Robust and Detailed 3D Building Model Generation from Airborne Laser Scanning Point Clouds via Piecewise Affine-Linear Mumford-Shah Segmentation
Keywords: 3D Building Reconstruction, Mumford-Shah Segmentation, LoD3, Roof Topology, Airborne Laser Scanning
Abstract. The increasing availability of high-resolution Airborne Laser Scanning (ALS) data has expanded the potential for high-fidelity 3D city modeling. At the same time, more and more use cases have surfaced which crucially require these high-fidelity 3D models to derive geometrical building properties in a more straightforward manner.
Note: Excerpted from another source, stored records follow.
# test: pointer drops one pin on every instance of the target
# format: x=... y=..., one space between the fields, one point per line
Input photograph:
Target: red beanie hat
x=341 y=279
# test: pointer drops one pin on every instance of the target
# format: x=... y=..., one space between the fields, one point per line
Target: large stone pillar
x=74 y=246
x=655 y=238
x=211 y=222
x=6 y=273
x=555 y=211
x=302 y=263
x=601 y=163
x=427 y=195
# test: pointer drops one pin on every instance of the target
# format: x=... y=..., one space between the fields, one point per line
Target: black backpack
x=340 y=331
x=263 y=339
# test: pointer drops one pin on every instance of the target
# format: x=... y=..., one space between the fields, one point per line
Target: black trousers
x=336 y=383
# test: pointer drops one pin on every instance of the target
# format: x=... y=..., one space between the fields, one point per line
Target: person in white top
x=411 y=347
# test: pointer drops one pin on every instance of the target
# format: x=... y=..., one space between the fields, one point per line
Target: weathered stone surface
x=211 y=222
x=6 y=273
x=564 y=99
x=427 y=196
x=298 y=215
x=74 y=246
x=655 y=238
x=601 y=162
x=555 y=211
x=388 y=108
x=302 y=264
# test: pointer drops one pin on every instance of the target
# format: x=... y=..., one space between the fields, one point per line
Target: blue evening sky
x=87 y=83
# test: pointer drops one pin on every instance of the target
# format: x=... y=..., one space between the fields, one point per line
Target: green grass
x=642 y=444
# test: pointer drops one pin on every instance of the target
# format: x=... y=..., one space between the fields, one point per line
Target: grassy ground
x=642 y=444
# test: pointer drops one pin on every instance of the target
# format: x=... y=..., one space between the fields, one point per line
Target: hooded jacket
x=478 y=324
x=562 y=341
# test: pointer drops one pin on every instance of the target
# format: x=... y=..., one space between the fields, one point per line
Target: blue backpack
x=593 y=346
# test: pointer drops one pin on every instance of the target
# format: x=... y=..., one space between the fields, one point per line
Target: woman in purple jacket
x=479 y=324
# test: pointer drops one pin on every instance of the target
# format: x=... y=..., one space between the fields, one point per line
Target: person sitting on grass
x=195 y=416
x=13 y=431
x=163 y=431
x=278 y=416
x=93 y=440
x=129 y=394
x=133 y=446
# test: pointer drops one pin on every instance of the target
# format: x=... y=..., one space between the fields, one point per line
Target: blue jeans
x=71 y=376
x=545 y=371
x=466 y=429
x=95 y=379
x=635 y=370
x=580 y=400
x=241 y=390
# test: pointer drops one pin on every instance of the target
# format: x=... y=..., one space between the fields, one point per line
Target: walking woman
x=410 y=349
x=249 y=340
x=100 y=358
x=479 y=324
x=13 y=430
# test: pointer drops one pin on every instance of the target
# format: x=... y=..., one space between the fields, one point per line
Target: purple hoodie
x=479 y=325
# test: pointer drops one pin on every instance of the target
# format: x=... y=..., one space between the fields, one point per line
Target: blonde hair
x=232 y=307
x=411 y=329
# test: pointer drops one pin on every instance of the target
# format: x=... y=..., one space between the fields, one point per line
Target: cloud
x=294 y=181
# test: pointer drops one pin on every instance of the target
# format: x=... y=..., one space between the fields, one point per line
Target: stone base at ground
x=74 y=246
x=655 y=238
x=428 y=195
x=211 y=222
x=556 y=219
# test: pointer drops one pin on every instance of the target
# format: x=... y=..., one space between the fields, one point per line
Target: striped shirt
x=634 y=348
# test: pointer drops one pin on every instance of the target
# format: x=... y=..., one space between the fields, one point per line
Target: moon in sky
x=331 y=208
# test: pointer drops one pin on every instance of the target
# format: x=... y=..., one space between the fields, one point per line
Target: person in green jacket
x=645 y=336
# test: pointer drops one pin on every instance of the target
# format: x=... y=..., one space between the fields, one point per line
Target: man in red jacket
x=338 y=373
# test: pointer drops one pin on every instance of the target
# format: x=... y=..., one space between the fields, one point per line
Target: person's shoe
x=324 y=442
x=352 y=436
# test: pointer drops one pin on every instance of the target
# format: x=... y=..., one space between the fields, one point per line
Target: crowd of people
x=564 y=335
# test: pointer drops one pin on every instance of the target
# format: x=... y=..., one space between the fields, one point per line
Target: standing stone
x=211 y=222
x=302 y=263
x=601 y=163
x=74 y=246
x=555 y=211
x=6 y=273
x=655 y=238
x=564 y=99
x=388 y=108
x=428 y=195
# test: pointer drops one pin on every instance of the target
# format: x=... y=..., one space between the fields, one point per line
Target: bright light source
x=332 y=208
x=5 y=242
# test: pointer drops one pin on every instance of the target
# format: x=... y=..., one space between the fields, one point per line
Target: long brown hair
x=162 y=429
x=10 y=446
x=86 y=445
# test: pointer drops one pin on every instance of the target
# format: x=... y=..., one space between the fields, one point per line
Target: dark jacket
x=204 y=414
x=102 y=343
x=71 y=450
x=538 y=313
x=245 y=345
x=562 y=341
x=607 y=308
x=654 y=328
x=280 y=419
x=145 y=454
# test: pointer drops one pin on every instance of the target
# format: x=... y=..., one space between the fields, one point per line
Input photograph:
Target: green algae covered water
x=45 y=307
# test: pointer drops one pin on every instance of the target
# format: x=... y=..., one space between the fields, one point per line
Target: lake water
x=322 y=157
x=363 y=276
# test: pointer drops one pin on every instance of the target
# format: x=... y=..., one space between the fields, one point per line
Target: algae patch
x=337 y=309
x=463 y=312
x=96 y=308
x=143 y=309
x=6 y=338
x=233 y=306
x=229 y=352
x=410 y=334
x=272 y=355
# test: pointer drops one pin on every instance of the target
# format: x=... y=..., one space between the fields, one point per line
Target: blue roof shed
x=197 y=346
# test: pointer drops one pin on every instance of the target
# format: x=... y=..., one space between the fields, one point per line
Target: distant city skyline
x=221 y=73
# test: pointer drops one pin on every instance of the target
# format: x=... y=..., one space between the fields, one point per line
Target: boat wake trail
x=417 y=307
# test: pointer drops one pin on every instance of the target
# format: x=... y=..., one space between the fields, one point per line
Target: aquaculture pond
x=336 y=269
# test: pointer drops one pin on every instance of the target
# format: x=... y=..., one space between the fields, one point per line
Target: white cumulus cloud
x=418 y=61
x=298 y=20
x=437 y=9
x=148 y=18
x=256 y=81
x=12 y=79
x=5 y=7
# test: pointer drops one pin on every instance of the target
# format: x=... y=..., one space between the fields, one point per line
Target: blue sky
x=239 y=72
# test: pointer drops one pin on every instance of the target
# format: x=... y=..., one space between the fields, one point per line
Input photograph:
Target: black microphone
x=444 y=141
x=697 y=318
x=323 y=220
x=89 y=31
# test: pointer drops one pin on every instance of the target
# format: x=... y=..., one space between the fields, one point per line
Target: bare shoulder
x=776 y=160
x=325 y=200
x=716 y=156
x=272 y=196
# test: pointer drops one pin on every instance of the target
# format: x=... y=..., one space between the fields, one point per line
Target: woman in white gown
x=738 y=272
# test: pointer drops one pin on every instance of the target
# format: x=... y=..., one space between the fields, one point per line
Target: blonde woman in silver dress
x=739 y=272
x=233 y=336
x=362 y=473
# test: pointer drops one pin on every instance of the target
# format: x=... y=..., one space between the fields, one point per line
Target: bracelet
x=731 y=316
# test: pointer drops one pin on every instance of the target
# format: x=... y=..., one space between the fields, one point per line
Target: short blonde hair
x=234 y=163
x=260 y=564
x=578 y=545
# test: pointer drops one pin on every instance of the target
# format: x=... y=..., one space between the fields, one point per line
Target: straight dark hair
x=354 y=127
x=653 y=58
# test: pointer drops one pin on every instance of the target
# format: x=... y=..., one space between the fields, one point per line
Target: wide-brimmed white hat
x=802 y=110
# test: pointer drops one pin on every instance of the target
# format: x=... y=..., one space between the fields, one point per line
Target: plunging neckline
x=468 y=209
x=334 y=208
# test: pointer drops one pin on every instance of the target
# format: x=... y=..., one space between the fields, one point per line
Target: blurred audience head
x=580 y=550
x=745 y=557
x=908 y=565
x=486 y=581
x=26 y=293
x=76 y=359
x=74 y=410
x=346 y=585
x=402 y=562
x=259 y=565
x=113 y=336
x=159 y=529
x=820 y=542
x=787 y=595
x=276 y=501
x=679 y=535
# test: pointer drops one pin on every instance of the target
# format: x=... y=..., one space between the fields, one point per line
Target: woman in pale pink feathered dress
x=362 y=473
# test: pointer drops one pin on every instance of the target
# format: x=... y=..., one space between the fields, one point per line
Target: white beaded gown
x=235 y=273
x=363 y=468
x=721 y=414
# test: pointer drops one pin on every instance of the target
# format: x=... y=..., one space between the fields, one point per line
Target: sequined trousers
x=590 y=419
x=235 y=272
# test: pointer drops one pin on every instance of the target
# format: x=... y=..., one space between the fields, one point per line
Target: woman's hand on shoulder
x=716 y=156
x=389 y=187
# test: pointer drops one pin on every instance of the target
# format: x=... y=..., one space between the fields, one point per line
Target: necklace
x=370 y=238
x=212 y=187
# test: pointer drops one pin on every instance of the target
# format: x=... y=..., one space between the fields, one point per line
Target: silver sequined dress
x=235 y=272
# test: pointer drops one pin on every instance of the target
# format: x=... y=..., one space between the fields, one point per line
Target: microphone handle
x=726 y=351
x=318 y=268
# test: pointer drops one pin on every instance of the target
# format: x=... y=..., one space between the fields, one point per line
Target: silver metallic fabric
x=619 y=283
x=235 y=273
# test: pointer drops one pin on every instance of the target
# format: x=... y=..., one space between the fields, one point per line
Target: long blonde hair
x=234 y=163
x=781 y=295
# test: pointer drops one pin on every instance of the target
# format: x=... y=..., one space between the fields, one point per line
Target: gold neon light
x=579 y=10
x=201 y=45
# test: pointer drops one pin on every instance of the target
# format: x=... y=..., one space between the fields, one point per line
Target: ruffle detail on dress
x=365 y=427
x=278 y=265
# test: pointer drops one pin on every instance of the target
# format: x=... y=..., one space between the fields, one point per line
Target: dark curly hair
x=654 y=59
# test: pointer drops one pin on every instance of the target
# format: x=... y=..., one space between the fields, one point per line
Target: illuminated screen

However, standard automatically generated Level of Detail 2 (LoD2) models often fail to accurately capture complex building and roof topologies due to their reliance on overly simplistic geometric primitives, while creating more detailed models typically requires tedious manual editing. To address this gap, we propose a fully automated, data-driven pipeline to generate detailed, LoD3-like roof models utilizing only publicly available LiDAR point clouds and cadastral footprints. Our methodology introduces a robust piecewise affine-linear Mumford-Shah functional for initial point cloud segmentation, followed by discrete graph-cut polygon regularization and a global roof plane estimation step that mathematically encourages watertight, closed seams. Experimental evaluation on the ISPRS Vaihingen benchmark yields a highly competitive planimetric RMSE of 0.27 m. Furthermore, evaluation on a dataset of 109 buildings in M¨unster (Westf.), Germany, demonstrates that our method reduces the mean point-to-surface RMSE by up to 82% in complex urban areas compared to state-provided LoD2 baselines, achieving a superior geometric fit in more than 98% of the evaluated structures and produces visually appealing buildings. Relying on only three fixed global parameters, the proposed deterministic framework offers a highly scalable, mathematically sound path toward detailed, nationwide urban reconstruction.